– El padre Lajolo me ha dicho que es usted médico -dijo el padre Bandolini cuando Timmermann se hubo marchado-. ¿Es eso cierto?
– Así es -contesté, arriesgándome a que me solicitara algún favor que evidenciara toda la farsa-. Aunque no ejerzo desde antes de la guerra.
– Pero es usted católico -dijo.
– Por supuesto -dije, pensando que lo mejor era aparentar el credo de mis benefactores-. Aunque no muy bueno.
– Quién sabe lo que significa ser bueno -dijo encogiéndose de hombros.
– Por alguna razón siempre pensé que los monjes eran buenos católicos -dije encogiéndome de hombros también yo.
– Es fácil ser un buen católico cuando se hace vida monacal -comentó-. Por eso vivimos aquí. La tentación no existe en un sitio como éste.

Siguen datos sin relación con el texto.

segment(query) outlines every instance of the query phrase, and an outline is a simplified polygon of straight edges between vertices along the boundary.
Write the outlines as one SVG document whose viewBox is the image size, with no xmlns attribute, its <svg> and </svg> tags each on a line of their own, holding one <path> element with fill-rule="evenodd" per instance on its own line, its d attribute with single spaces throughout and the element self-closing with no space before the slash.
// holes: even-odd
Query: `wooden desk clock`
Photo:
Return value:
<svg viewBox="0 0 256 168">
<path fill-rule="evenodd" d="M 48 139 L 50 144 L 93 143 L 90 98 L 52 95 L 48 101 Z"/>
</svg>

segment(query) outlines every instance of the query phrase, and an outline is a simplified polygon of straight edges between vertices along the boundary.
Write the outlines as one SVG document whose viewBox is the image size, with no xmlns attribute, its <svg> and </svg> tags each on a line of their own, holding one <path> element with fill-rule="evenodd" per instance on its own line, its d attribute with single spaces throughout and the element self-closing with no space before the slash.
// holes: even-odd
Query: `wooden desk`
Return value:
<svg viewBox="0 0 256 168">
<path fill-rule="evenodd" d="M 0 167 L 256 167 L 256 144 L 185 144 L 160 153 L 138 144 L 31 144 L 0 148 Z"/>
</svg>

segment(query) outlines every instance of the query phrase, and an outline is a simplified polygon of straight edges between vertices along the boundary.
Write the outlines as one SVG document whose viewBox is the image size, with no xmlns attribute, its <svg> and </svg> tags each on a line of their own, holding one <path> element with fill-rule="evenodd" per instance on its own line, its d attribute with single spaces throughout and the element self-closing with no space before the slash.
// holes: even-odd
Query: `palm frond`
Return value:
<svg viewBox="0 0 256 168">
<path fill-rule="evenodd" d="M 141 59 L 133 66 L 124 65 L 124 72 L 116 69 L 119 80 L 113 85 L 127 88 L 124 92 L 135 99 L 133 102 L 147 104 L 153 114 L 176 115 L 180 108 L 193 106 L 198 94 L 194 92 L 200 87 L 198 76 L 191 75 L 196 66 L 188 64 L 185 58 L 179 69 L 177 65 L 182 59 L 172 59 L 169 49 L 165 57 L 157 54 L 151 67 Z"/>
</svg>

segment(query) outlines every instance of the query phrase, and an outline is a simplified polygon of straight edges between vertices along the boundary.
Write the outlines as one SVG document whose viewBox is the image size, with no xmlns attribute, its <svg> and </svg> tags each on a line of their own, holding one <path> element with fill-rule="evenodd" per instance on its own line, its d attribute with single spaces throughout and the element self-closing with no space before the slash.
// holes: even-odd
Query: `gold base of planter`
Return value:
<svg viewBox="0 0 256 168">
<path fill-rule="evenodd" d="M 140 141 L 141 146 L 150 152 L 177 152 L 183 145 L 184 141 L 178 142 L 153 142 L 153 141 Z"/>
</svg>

– No estoy muy seguro -dije-. La cerveza es excelente.
– ¿Verdad que sí? -Sonrió-. Hace cientos de años que se elabora siguiendo la misma receta. Acaso sea por eso que muchos nos quedamos aquí.
Su voz era queda y cadenciosa, lo que me hizo pensar que tal vez no le había oído bien cuando, tras haber comido, me explicó que el monasterio -y en particular la comunidad de San Rafael que en él habitaba- venía ayudando a los exiliados católicos alemanes desde 1871, muchos de los cuales eran católicos no arios.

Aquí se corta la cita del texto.